The average PTV was 1,364.1 ± 302.0 cm3, ranging from 966.8 to 1,916.6 cm3.

Dose Comparisons for IMRT and VMAT Plans

Table 1 shows the dose parameters for the ISO1 and ISO2 plans of IMRT and VMAT. No significant differences were detected between the ISO1 and ISO2 plans for IMRT and VMAT in regard to the dose coverage, D2, and D98 of the PTV. The IMRT-ISO1 plans achieved significantly higher dose homogeneity (p < 0.05) than the IMRT-ISO2 plans.

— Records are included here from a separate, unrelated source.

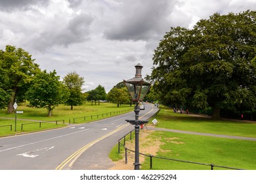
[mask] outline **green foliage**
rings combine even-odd
[[[5,51],[0,50],[0,88],[3,102],[8,101],[8,112],[13,110],[14,99],[23,99],[24,91],[30,86],[33,76],[40,72],[39,65],[32,56],[22,48],[7,45]],[[11,97],[10,97],[11,96]]]
[[[255,108],[256,11],[218,13],[188,29],[171,27],[154,54],[151,79],[165,104]]]
[[[107,99],[110,102],[117,103],[117,107],[123,103],[127,103],[130,101],[126,88],[118,88],[114,87],[108,92]]]
[[[70,93],[68,89],[56,75],[55,70],[47,73],[45,70],[37,74],[32,80],[32,84],[26,92],[30,101],[29,107],[46,108],[49,116],[58,105],[66,102]]]
[[[105,100],[106,98],[105,88],[100,84],[95,90],[89,91],[87,93],[87,100],[95,101],[95,103],[96,101]]]
[[[70,105],[71,109],[73,106],[78,106],[83,104],[84,96],[82,93],[82,86],[85,82],[83,77],[75,72],[68,73],[63,79],[64,84],[68,87],[70,95],[66,101],[66,105]]]

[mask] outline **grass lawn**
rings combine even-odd
[[[160,150],[156,156],[213,163],[244,169],[256,169],[256,141],[155,131],[148,138],[160,139]],[[142,169],[150,169],[146,158]],[[211,167],[153,158],[153,169],[210,170]],[[226,169],[214,167],[214,169]]]
[[[207,116],[175,113],[166,107],[161,108],[156,118],[157,127],[256,138],[256,122],[214,120]]]
[[[174,113],[171,108],[163,106],[155,118],[158,121],[156,127],[256,138],[256,123],[213,120],[207,116]],[[141,131],[140,136],[142,133]],[[131,141],[132,146],[134,141],[134,139]],[[256,169],[256,141],[167,131],[154,131],[146,137],[146,141],[145,144],[143,142],[143,145],[140,144],[141,149],[148,148],[154,144],[152,142],[160,143],[160,148],[154,154],[156,156],[238,169]],[[118,156],[116,161],[121,158],[117,153],[117,147],[115,146],[110,154],[110,158]],[[123,151],[121,154],[124,156]],[[142,169],[150,169],[150,158],[145,158],[145,161],[140,163]],[[152,167],[156,170],[211,169],[209,166],[156,158],[153,158]],[[219,167],[214,167],[214,169],[226,170]]]
[[[0,127],[0,137],[14,135],[21,132],[28,132],[39,131],[46,129],[60,127],[67,125],[70,122],[72,124],[81,124],[95,121],[111,116],[123,114],[134,109],[134,107],[129,105],[122,105],[117,107],[116,104],[104,103],[100,105],[93,105],[88,103],[81,106],[74,107],[73,110],[70,110],[70,106],[59,105],[56,107],[53,112],[53,116],[47,116],[47,111],[45,108],[29,108],[25,103],[18,103],[17,110],[23,111],[22,114],[17,114],[16,132],[14,132],[15,114],[7,114],[7,109],[0,110],[0,118],[8,118],[12,119],[0,118],[0,126],[12,125],[12,130],[11,131],[10,126]],[[74,119],[75,118],[75,119]],[[25,119],[21,120],[21,119]],[[55,122],[24,125],[21,129],[22,124],[30,124],[34,122],[30,120],[36,120],[40,122],[55,122],[58,120],[57,125]],[[64,124],[63,124],[63,120]]]

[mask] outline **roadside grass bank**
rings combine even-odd
[[[220,135],[256,137],[256,122],[228,120],[215,120],[209,116],[175,113],[172,108],[161,106],[156,118],[156,127]]]
[[[256,169],[256,142],[213,137],[154,131],[148,137],[158,139],[160,148],[155,156],[214,164],[242,169]],[[150,169],[150,158],[144,158],[142,169]],[[153,158],[154,170],[210,170],[210,166]],[[214,167],[215,170],[228,170]]]
[[[232,120],[213,120],[207,116],[187,115],[174,113],[166,107],[161,107],[161,111],[156,116],[158,123],[156,127],[221,134],[249,137],[256,137],[256,125],[253,123],[234,122]],[[150,122],[151,123],[151,122]],[[152,124],[152,123],[151,123]],[[150,124],[148,124],[148,125]],[[144,133],[149,133],[143,138]],[[126,147],[134,150],[135,140],[126,139]],[[117,153],[118,144],[113,149],[110,158],[119,156],[116,163],[124,163],[124,148]],[[148,153],[148,149],[154,149]],[[116,152],[116,154],[115,154]],[[256,142],[230,139],[196,135],[182,134],[167,131],[154,131],[144,128],[140,131],[140,152],[163,157],[198,162],[213,163],[243,169],[256,169]],[[123,156],[123,159],[120,157]],[[134,163],[134,153],[128,153],[128,161]],[[121,159],[121,160],[118,160]],[[152,169],[156,170],[210,170],[211,167],[178,162],[158,158],[152,159]],[[120,163],[121,162],[121,163]],[[141,169],[150,169],[149,157],[140,156]],[[133,167],[133,166],[127,166]],[[226,169],[214,167],[215,170]]]
[[[17,114],[16,132],[15,114],[7,114],[6,109],[0,110],[0,137],[58,128],[66,126],[70,123],[87,123],[129,112],[134,109],[134,107],[130,107],[129,105],[117,107],[116,104],[108,103],[100,103],[99,105],[88,103],[74,107],[73,110],[70,110],[70,106],[61,105],[53,110],[53,116],[49,117],[47,116],[47,111],[45,108],[29,108],[26,103],[18,103],[18,105],[17,110],[23,111],[23,113]],[[39,122],[41,122],[41,124]],[[22,124],[24,124],[22,129]]]

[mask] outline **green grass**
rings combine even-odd
[[[0,118],[0,126],[12,125],[12,130],[10,127],[0,127],[0,137],[5,135],[15,135],[19,133],[29,132],[44,130],[64,127],[71,124],[86,123],[100,119],[109,118],[131,111],[134,107],[122,105],[117,107],[116,104],[100,103],[100,105],[93,105],[91,103],[81,106],[74,107],[73,110],[70,110],[70,106],[59,105],[53,110],[53,116],[47,116],[47,111],[45,108],[29,108],[25,103],[18,103],[17,110],[24,111],[22,114],[17,114],[16,132],[14,132],[14,118],[15,114],[7,114],[7,109],[0,110],[0,118],[11,118],[12,119]],[[74,120],[75,118],[75,120]],[[25,119],[21,120],[21,119]],[[57,125],[55,122],[41,123],[41,127],[39,124],[24,125],[21,129],[22,124],[33,123],[30,120],[36,120],[40,122],[55,122],[58,120]],[[64,121],[64,124],[63,124]]]
[[[174,113],[171,108],[166,107],[161,107],[156,118],[158,121],[157,127],[256,137],[256,123],[194,117],[190,114]]]
[[[156,156],[244,169],[256,169],[256,141],[155,131],[148,138],[161,139]],[[146,158],[142,169],[150,169]],[[211,167],[153,158],[153,169],[209,170]],[[223,169],[215,167],[214,169]]]
[[[256,137],[256,123],[213,120],[210,118],[174,113],[171,108],[163,106],[155,118],[158,121],[156,127]],[[151,146],[152,143],[150,142],[160,141],[161,145],[156,156],[238,169],[256,169],[256,141],[167,131],[154,131],[147,137],[147,139],[149,142],[143,146]],[[122,154],[123,156],[123,153]],[[141,169],[150,169],[150,158],[145,158]],[[210,170],[211,167],[153,158],[153,169]],[[214,167],[214,169],[226,170],[219,167]]]

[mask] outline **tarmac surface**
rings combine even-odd
[[[107,170],[115,165],[114,163],[109,158],[108,154],[111,149],[117,143],[117,139],[120,139],[123,134],[128,133],[134,128],[130,125],[127,127],[117,133],[96,143],[87,150],[84,152],[74,162],[70,169],[72,170]],[[179,133],[186,133],[196,135],[210,136],[219,138],[234,139],[244,141],[256,141],[256,138],[224,135],[219,134],[187,131],[176,129],[156,128],[154,126],[146,126],[145,130],[165,131]],[[87,158],[89,157],[89,158]]]

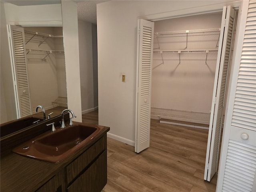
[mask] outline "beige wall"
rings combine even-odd
[[[93,110],[94,86],[92,24],[78,20],[82,111]]]
[[[1,123],[17,118],[4,4],[0,2]]]
[[[61,26],[61,5],[17,6],[1,1],[1,123],[17,118],[6,24]]]
[[[24,28],[26,31],[62,35],[62,28],[61,27]],[[56,30],[60,32],[56,34]],[[32,35],[25,35],[25,37],[26,42],[28,42]],[[26,49],[64,50],[62,38],[48,38],[38,47],[40,43],[45,39],[41,37],[34,37],[26,44]],[[36,106],[42,105],[44,109],[49,109],[54,107],[52,102],[58,97],[66,97],[64,54],[50,54],[44,60],[42,61],[41,59],[45,56],[40,54],[29,54],[26,55],[30,106],[32,114],[35,113]],[[62,92],[60,93],[60,90]],[[60,93],[61,94],[60,95]]]
[[[99,124],[110,127],[109,136],[134,145],[138,19],[221,10],[228,2],[111,1],[97,5]]]
[[[221,12],[156,21],[154,31],[220,28],[222,16]],[[207,34],[188,36],[186,50],[218,50],[219,35]],[[183,50],[186,46],[186,36],[158,37],[154,38],[154,50],[159,49],[158,45],[160,50]],[[163,55],[164,64],[160,64],[161,54],[153,54],[151,107],[210,113],[217,52],[208,54],[207,65],[205,53],[181,54],[179,65],[178,54]]]

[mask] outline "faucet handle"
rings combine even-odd
[[[76,116],[74,116],[74,117],[72,117],[69,118],[69,125],[73,125],[74,124],[73,123],[73,122],[72,121],[72,119],[73,118],[75,118],[76,117]]]
[[[52,131],[52,132],[54,132],[56,130],[56,129],[55,129],[55,127],[54,126],[54,122],[53,123],[49,123],[49,124],[46,124],[46,126],[49,126],[51,125],[52,125],[52,130],[51,131]]]
[[[48,114],[48,119],[50,119],[51,118],[51,117],[50,116],[50,115],[52,115],[53,114],[53,112],[51,112],[50,113],[49,113],[49,114]]]

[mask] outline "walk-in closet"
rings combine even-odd
[[[222,16],[154,22],[152,119],[208,128]]]
[[[204,179],[209,181],[218,169],[236,15],[224,7],[154,22],[150,118],[209,129]]]
[[[30,27],[24,30],[32,112],[42,102],[47,108],[67,107],[62,28]]]
[[[62,28],[10,27],[22,116],[34,113],[38,105],[45,110],[66,107]],[[18,49],[22,41],[24,53]]]

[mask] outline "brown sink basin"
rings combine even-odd
[[[48,131],[16,147],[14,153],[52,163],[59,162],[88,144],[104,127],[74,122],[74,125]]]
[[[25,117],[1,124],[0,125],[1,137],[21,130],[35,124],[41,122],[44,120],[34,117]]]

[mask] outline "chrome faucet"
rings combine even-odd
[[[44,113],[44,120],[46,120],[46,118],[45,116],[45,111],[44,111],[44,109],[42,105],[38,105],[36,107],[36,112],[37,112],[37,109],[39,108],[41,108],[42,110],[43,111],[43,113]]]
[[[61,126],[60,127],[60,128],[64,128],[66,127],[66,126],[65,125],[65,122],[64,121],[64,113],[66,111],[68,111],[72,115],[72,117],[70,118],[70,121],[69,122],[69,125],[73,125],[73,122],[72,122],[72,119],[73,118],[75,118],[76,117],[76,116],[75,116],[72,110],[71,110],[70,109],[66,109],[63,110],[63,111],[61,113]]]

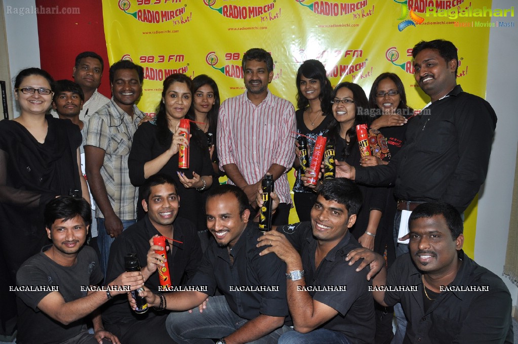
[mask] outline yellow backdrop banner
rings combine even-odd
[[[293,103],[297,70],[315,58],[334,86],[351,81],[367,94],[378,75],[396,73],[409,104],[420,109],[429,98],[414,79],[412,48],[436,38],[458,49],[458,83],[484,97],[490,15],[514,16],[514,9],[499,11],[483,0],[103,0],[103,10],[110,64],[127,59],[144,68],[138,105],[147,113],[172,73],[211,76],[222,100],[243,92],[241,58],[256,47],[274,58],[270,89]],[[476,207],[467,215],[476,219]],[[475,222],[467,229],[473,238]]]

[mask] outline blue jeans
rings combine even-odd
[[[165,322],[169,335],[177,343],[214,344],[210,338],[219,339],[233,333],[248,320],[232,311],[224,296],[211,296],[207,309],[200,313],[198,307],[188,311],[171,312]],[[283,333],[292,329],[285,325],[264,337],[250,342],[253,344],[275,344]]]
[[[100,269],[103,275],[106,277],[106,271],[108,270],[108,259],[110,257],[110,247],[115,238],[110,237],[106,233],[106,228],[104,227],[104,218],[102,217],[95,218],[97,222],[97,246],[99,247],[99,252],[100,253]],[[122,221],[122,230],[124,230],[132,225],[137,222],[136,220],[121,220]]]
[[[281,336],[278,342],[279,344],[352,344],[341,332],[325,328],[319,328],[308,333],[300,333],[296,331],[287,332]]]

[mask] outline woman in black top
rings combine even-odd
[[[332,116],[331,112],[331,83],[326,76],[324,65],[315,59],[305,61],[297,72],[297,107],[295,112],[297,131],[311,138],[307,139],[308,153],[311,157],[316,138],[327,129]],[[299,152],[297,152],[297,156]],[[300,181],[300,164],[295,159],[294,167],[296,177],[293,185],[293,201],[300,221],[309,221],[309,213],[316,200],[316,194],[304,186]]]
[[[81,173],[79,127],[46,114],[54,80],[45,70],[24,69],[16,77],[15,98],[21,113],[0,122],[0,316],[2,326],[16,316],[16,271],[50,242],[43,211],[57,196],[82,197],[89,203]]]
[[[156,173],[171,176],[179,186],[177,191],[181,206],[178,216],[190,220],[196,225],[198,232],[203,232],[207,225],[203,213],[202,192],[212,185],[213,172],[207,138],[195,123],[191,122],[191,137],[188,144],[185,138],[180,135],[182,129],[179,128],[180,120],[185,117],[191,108],[191,82],[183,74],[171,74],[164,81],[155,120],[142,123],[135,132],[128,168],[130,179],[135,186],[141,185],[147,178]],[[189,146],[189,169],[178,167],[180,145]],[[139,200],[141,200],[140,195]],[[141,202],[137,203],[137,217],[140,219],[144,212]]]
[[[213,177],[218,178],[222,174],[218,166],[219,159],[215,146],[220,104],[218,84],[212,78],[202,74],[193,79],[191,89],[193,93],[192,111],[188,112],[185,117],[196,122],[198,128],[207,136],[208,149],[214,170]]]
[[[328,140],[335,143],[335,159],[359,166],[361,155],[356,126],[365,124],[370,113],[367,96],[359,85],[342,82],[335,88],[332,102],[334,121],[329,126]],[[351,232],[362,246],[373,249],[386,191],[385,188],[362,185],[358,187],[363,196],[363,203]]]

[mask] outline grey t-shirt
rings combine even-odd
[[[97,255],[93,248],[83,246],[77,256],[77,262],[72,266],[63,266],[43,252],[51,245],[22,264],[16,275],[19,289],[18,335],[17,343],[24,344],[37,342],[39,344],[60,343],[78,335],[86,328],[83,319],[65,325],[52,319],[38,308],[39,302],[57,287],[65,302],[83,297],[86,290],[82,287],[97,285],[103,280]],[[27,291],[28,288],[40,289]]]

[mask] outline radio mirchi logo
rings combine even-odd
[[[396,47],[391,47],[385,52],[385,58],[394,66],[397,66],[409,74],[414,73],[414,65],[412,63],[412,48],[407,49],[407,57],[410,56],[411,59],[402,63],[397,64],[396,62],[399,58],[399,52]]]
[[[411,9],[409,11],[409,6],[407,0],[405,0],[405,1],[402,2],[398,1],[397,0],[394,0],[394,2],[396,4],[400,4],[401,6],[401,15],[399,16],[399,18],[397,19],[398,20],[403,21],[397,24],[397,29],[398,29],[400,32],[409,26],[415,27],[416,24],[421,24],[424,21],[424,18],[418,16],[415,13],[415,12],[414,11],[413,9]],[[407,18],[409,17],[410,17],[410,19],[407,19]],[[396,65],[398,66],[398,65]]]
[[[162,3],[164,5],[169,5],[173,3],[179,4],[181,2],[182,0],[137,0],[137,6],[161,5]],[[121,11],[127,14],[130,14],[139,22],[151,24],[172,22],[174,25],[177,25],[188,22],[192,19],[192,14],[183,17],[183,14],[185,13],[186,7],[187,5],[185,4],[177,8],[172,9],[168,8],[165,10],[163,6],[160,10],[154,9],[152,7],[151,9],[145,9],[139,8],[135,12],[129,12],[131,8],[131,3],[130,0],[119,1],[119,8]]]
[[[236,79],[242,79],[243,68],[240,64],[241,58],[242,56],[240,53],[226,53],[225,54],[225,61],[237,61],[239,64],[229,64],[225,65],[223,67],[216,67],[216,65],[219,62],[219,58],[215,51],[211,51],[205,56],[205,62],[209,66],[216,70],[220,71],[227,77],[235,78]]]
[[[275,8],[277,0],[274,0],[266,5],[261,6],[239,6],[234,4],[225,4],[221,7],[214,7],[216,0],[203,0],[203,3],[209,8],[216,11],[223,17],[233,19],[246,20],[255,18],[263,16],[272,11]],[[243,4],[248,1],[241,2]]]
[[[394,0],[395,1],[395,0]],[[304,3],[306,0],[295,0],[311,12],[321,16],[339,17],[346,16],[367,7],[367,0],[354,3],[334,3],[329,1],[315,1],[311,4]]]

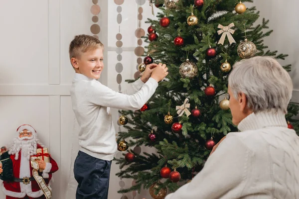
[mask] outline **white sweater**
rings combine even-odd
[[[191,183],[165,199],[299,199],[299,138],[285,115],[252,113]]]
[[[97,80],[76,74],[71,88],[73,110],[79,124],[80,150],[97,158],[112,160],[117,150],[110,108],[137,110],[154,94],[158,83],[139,79],[123,94]],[[133,95],[134,94],[134,95]]]

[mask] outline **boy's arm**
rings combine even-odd
[[[99,82],[91,82],[87,91],[88,100],[103,106],[118,109],[137,110],[141,108],[154,93],[157,82],[150,78],[135,94],[128,95],[113,91]]]

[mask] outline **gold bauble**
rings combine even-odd
[[[248,59],[255,55],[257,47],[255,44],[245,39],[238,46],[238,55],[243,59]]]
[[[198,21],[198,19],[196,16],[193,15],[193,13],[191,13],[191,15],[189,16],[187,19],[187,23],[188,23],[188,25],[190,26],[196,25]]]
[[[227,100],[227,98],[225,97],[225,98],[220,101],[219,106],[222,110],[228,110],[229,109],[229,100]]]
[[[185,62],[183,63],[179,66],[179,72],[183,78],[188,78],[191,80],[197,75],[198,71],[196,65],[193,62],[189,62],[188,59],[186,60]]]
[[[232,66],[229,63],[227,62],[227,60],[225,60],[225,62],[223,63],[220,67],[221,71],[225,73],[229,72],[232,68]]]
[[[238,14],[242,14],[245,11],[246,11],[246,6],[241,1],[235,7],[235,10],[236,12]]]
[[[128,123],[128,117],[124,115],[122,115],[119,118],[119,122],[122,125],[126,125]]]
[[[125,140],[123,140],[117,145],[117,150],[120,151],[127,151],[128,148],[128,142],[125,141]]]
[[[164,0],[164,5],[168,9],[177,8],[177,3],[180,0]]]
[[[150,194],[154,199],[163,199],[167,194],[167,190],[166,188],[161,188],[159,192],[156,195],[154,194],[156,189],[158,189],[162,184],[160,182],[153,183],[150,187]]]
[[[170,112],[168,112],[166,115],[164,117],[164,121],[166,124],[171,124],[173,122],[173,117],[170,115]]]

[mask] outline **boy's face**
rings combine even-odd
[[[98,80],[104,68],[103,48],[89,50],[81,54],[79,58],[72,58],[71,62],[76,73]]]

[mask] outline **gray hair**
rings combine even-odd
[[[287,112],[293,89],[291,77],[271,57],[254,57],[237,62],[228,78],[228,84],[238,99],[244,93],[248,107],[254,112],[275,109]]]

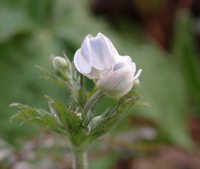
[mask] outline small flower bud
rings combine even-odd
[[[134,88],[137,88],[139,85],[140,85],[140,80],[139,79],[136,79],[136,80],[133,81],[133,87]]]
[[[60,73],[63,77],[69,78],[71,63],[68,59],[65,59],[60,56],[55,56],[52,59],[52,64],[54,69]]]

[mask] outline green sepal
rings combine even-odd
[[[22,123],[30,123],[61,135],[66,134],[63,126],[57,122],[54,114],[21,103],[13,103],[10,106],[18,109],[18,112],[11,117],[11,121],[20,120]]]

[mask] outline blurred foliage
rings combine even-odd
[[[67,99],[63,89],[38,79],[34,65],[49,67],[50,55],[63,52],[72,59],[86,34],[102,32],[112,39],[120,54],[132,56],[143,69],[139,90],[151,107],[138,106],[131,116],[154,121],[163,141],[192,147],[186,126],[191,113],[188,94],[199,112],[200,87],[197,54],[188,34],[189,15],[177,18],[174,53],[168,54],[144,38],[137,26],[122,22],[122,31],[114,31],[103,19],[89,13],[88,4],[72,0],[0,0],[0,137],[15,143],[19,137],[36,134],[32,127],[8,122],[13,113],[8,107],[11,102],[46,108],[44,94]]]

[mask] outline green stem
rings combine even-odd
[[[87,169],[87,159],[85,151],[74,150],[73,169]]]

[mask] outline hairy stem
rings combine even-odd
[[[74,150],[73,169],[87,169],[87,159],[85,151]]]

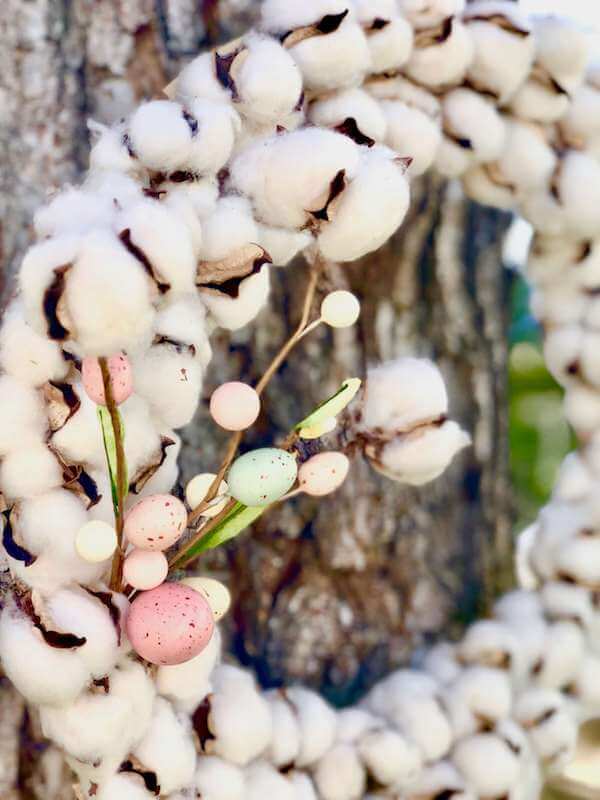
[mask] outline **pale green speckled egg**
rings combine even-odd
[[[298,465],[294,456],[275,447],[251,450],[231,465],[229,493],[246,506],[268,506],[294,485]]]

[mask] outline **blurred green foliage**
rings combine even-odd
[[[529,310],[529,287],[518,274],[511,302],[510,469],[519,531],[548,500],[573,437],[562,411],[562,389],[544,364],[541,331]]]

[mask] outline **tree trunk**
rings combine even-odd
[[[246,28],[255,8],[239,0],[0,4],[5,300],[33,211],[85,168],[86,119],[111,122],[158,94],[201,47]],[[413,185],[410,215],[385,248],[326,275],[322,290],[348,286],[360,297],[361,322],[306,338],[273,381],[266,413],[244,446],[272,443],[342,379],[407,353],[440,364],[452,417],[471,432],[473,446],[420,490],[357,460],[333,498],[287,503],[204,559],[202,567],[234,594],[230,649],[264,684],[303,681],[350,702],[426,642],[458,632],[510,583],[507,278],[499,247],[507,222],[466,202],[457,184],[428,177]],[[273,273],[269,310],[231,338],[216,335],[205,397],[224,379],[255,380],[294,326],[306,270],[300,263]],[[184,438],[184,479],[214,469],[224,439],[206,403]],[[18,708],[7,687],[0,691],[0,709]],[[9,714],[3,725],[12,719],[14,732],[21,717]],[[6,741],[0,796],[11,797],[6,781],[15,783],[19,770],[9,733]],[[21,777],[24,770],[21,764]]]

Significant heart dose (V10, V20, V30, V40, and Dmean) sparing was achieved with IMRT-ISO1 plans compared to IMRT-ISO2 plans. No significant differences were detected in the dose of the lungs, LV, LAD, liver, and MUs between the IMRT-ISO1 and IMRT-ISO2 plans. Among the VMAT-ISO1 and VMAT-ISO2 plans, the VMAT-ISO2 plans showed higher conformity. Lung doses (V10, V20, V30, V40, and Dmean), heart doses (V20, V30, and V40), and LV (Dmean) and LAD (Dmean and Dmax) doses were significantly reduced in VMAT-ISO2 plans. No statistically significant differences were found in the V5 of lungs, V10 and Dmean of the heart, and Dmean of the liver and MUs between VMAT-ISO1 and VMAT-ISO2 plans. However, VMAT-ISO2 plans showed higher values on the V5 of the heart.

Table 1

Summary of dosimetric analysis for ISO1 and ISO2 plans of IMRT and VMAT.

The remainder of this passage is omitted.